В 1413 году взбунтовались парижские ремесленники и торговцы, возглавляемые мясником Симоном Кабошем (Simon Caboche). Последовавшие за этим расправы над аристократами вызвали у английского историка Джанет Баркер живую аналогию с «насильственными действиями народных толп во время Великой французской революции» в 1790-х годах (mob violence, which would be a hallmark of the French Revolution in the 1790s)[243]
. Восставшие требовали передачи власти Бургундской партии. Ворвавшись во дворец, они принудили короля вновь, как в 1358 году, надеть эмблему взбунтовавшейся черни, на сей раз — белый колпак. Еще одна сцена, по замечанию Баркер, «которая поразительно напоминает события 1790-х годов»[244]. Восстание Кабоша во многом напоминало ремейк выступления парижан под руководством Этьена Марселя, но на сей раз его продуктом был указ об административной реформе, подготовленный комиссией, одним из участников которой был Пьер Кошон, впоследствии обесславленный историками как предатель из-за своей роли в процессе Жанны д'Арк. Позднее этот документ многими воспринимался как первая попытка написать для Франции конституцию. Перруа оценивает его куда более скромно, замечая, что «речь шла только о реформировании администрации», и в целом в «кабошьенском» ордонансе «ничего революционного нет»[245]. По мнению историка, реформа, которой добивались парижане на сей раз была даже более умеренной, чем во времена Этьена Марселя. Однако и в таком виде она была неприемлема для аристократии, которая после нескольких недель волнений смогла вернуть власть, опираясь на умеренную часть буржуазии, напуганную эксцессами «бунта». После восстановления порядка последовали репрессии против Кабоша и его сторонников, многие из которых нашли спасение, укрывшись во фламандских городах, принадлежавших герцогу Бургундии, категорически отказывавшемуся их выдавать.Экономическое и культурное развитие Бургундии было достаточно динамичным, тем более, что под ее властью оказались торгово-промышленные центры Фландрии. Подобно Ланкастерам, бургундские герцоги стремились учитывать в своей политике интересы местной буржуазии, которая обеспечивала им стабильную финансовую базу.
В свою очередь, буржуазия Парижа и других городов Франции видела в Бургундии образец правильно управляемого государства, в противоположность французской монархии, находившейся в руках аристократических клик. Парижские буржуа прекрасно отдавали себе отчет в своих действиях, когда поддерживали бургундцев против арманьяков: за герцогом Бургундии стояли фламандские торговые города. Париж прочно стоял за бургундцев не только против арманьяков, но и позднее — против Жанны д’Арк. Когда после убийства арманьяками Иоанна Бесстрашного в 1419 году его наследник Филипп решился на открытое сотрудничество с англичанами, это решение было продиктовано не просто чувством мести и феодальными амбициями Бургундского герцогства. Города Фландрии, находившиеся под властью бургундцев, оказывали самое активное влияние на политику как английского, так и бургундского дворов.

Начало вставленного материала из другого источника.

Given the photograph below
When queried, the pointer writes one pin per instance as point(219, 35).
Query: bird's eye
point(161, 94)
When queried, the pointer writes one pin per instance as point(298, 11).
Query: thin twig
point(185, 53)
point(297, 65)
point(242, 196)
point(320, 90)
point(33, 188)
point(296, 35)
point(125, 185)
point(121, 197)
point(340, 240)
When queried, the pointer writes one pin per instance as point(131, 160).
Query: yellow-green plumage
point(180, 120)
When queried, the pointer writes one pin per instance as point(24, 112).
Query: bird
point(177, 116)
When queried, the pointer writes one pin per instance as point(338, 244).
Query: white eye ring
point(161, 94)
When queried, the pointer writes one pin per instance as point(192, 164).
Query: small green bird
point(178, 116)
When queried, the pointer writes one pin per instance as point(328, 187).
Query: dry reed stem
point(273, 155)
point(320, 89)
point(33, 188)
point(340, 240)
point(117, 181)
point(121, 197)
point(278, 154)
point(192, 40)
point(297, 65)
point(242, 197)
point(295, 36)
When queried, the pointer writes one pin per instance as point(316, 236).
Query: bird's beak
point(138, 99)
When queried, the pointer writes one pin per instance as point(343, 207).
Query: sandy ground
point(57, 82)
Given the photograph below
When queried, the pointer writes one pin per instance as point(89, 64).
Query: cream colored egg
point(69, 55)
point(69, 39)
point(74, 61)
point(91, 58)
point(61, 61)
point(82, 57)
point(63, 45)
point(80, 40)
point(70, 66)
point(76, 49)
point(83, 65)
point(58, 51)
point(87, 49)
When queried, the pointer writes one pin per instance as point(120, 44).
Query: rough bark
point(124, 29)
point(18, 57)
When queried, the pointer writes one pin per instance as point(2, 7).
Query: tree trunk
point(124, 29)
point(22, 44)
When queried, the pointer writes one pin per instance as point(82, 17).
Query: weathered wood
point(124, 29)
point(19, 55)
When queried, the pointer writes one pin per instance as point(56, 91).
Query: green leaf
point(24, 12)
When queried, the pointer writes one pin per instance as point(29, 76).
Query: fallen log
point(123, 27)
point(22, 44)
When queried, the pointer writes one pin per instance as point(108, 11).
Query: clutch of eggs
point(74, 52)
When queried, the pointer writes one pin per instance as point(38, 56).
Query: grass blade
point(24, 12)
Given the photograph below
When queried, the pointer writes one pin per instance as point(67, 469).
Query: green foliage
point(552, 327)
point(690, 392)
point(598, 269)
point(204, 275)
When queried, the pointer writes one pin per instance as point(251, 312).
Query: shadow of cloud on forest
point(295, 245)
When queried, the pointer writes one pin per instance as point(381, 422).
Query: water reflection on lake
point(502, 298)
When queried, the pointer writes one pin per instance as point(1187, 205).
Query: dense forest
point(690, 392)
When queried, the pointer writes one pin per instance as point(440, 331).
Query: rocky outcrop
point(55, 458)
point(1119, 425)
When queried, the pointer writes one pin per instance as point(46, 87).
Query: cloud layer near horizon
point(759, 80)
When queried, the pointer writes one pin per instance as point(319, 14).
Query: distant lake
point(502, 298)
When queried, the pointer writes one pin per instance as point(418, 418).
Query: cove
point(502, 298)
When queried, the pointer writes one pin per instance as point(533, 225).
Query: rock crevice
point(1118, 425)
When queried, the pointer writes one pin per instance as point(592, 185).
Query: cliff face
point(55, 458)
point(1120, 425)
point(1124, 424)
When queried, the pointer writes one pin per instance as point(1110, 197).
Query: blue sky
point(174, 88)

Вплоть до 1420 года Бургундия, не участвуя реально в войне с Англией, формально сохраняла верность парижской династии Валуа. В ответ на призыв французского короля многие бургундские рыцари пошли к Азенкуру, движимые, однако, не национальным чувством, а представлениями о феодальной чести (от которых отступил герцог, не явившись — во имя политической целесообразности). Рыцарей приняли — в их лояльности не сомневались. А парижское ополчение не пустили на поле боя, опасаясь, что оно ударит в спину рыцарям. «Чужие» Ланкастеры парижским буржуа были ближе, чем «свои» Орлеаны и Валуа. Но у Генриха не было плана воевать за интересы парижских буржуа. А Бургундцы подчинили все свои действия в конечном счете феодальному интересу. Потому социально-политическая коалиция, которая вручила английскому королю ключи от Парижа, оказалась в 1420-1430-е годы крайне нестабильной.
События 1420 года задним числом были интерпретированы как попытка завоевания Франции англичанами. Это вполне соответствует идеологической традиции позднейшего французского национализма, хотя во французской литературе XIX века можно найти и сетования по поводу упущенного в XV веке шанса на создание единого англо-французского государства, которое доминировало бы в Европе.
В действительности об объединении двух государств речь никогда не шла.